Early in the game, the offense calls back-to-back plays (timestamp is 40:53 on the broadcast) that begin with a toss action.
On the first play, the QB keeps the ball on a possible toss read for a nice gain. On the second play, the backfield shows the same exact action. You can see the difference in flow by the LBs on these back to back plays.
However, the second play is not a run. It is a play-action pass and the slot receiver on the right is going to pop wide open. The single receiver on the left runs a vertical route clearing out the space to his side. The slot receiver on the right releases inside and runs a shallow crosser across the formation.
Unfortunately for the offense the timing was just off and the throw was a little behind falling for an incompletion. But the play design is there.
Deliberate Repetition and Disguise Using Motion
Later in the game, again on back-to-back plays (timestamp is 51:30 on broadcast), the offense shows a split back formation with two receivers to the field, one to the boundary.
The defense shows the same look on both plays here. On the first play, the back to the two receiver side motions out towards the numbers. The LB to his side runs with the motion, making a five-man box.
The offense is now running zone read reading the backside defensive end. Using the motion to take a man out of the box, the offense has a numbers advantage.
The end crashes on the zone and the QB makes the right call and pulls the ball. The safety comes up and makes the play in the alley, but as coaches love to tell runners “It’s my job to get you one on one with safety. After that it’s up to you.”
The very next play the offense comes out in the exact same formation. This play the offense motions out the back to single receiver side.
The safety to the boundary side follows the back in motion and the offense would appear to have a very good play on here. It looks like the offense is running Dart.

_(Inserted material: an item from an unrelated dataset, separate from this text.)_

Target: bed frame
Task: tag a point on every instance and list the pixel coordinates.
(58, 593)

On Dart, the backside tackle will pull and wrap for a frontside LB. The frontside tackle will lock on the defensive end. The frontside guard and center will double team the shade defensive tackle back to the backside LB. The backside guard will block back, in this case on the 3-technique defensive tackle. The QB could read the backside end or it could be a called give.
With the safety running with the motion, the offense has everybody accounted for and no safety to make miss. However, the defense has guys on scholarship too.
The shade defensive tackle does a great job attacking the center and beats the double team to the punch. The shade then pushes the center into the backfield, blocking the path of the puller, and leaving the LB free to make the play for no gain.
There are plenty of reasons to be optimistic if you are a Bulls fan. As the spring game showed, the offense is in very capable hands with Coach Bell. Even though it wasn’t discussed much here, the defense also made a lot of splash plays.
It’s a great time to be following USF and the best part is the season starts in less than a month.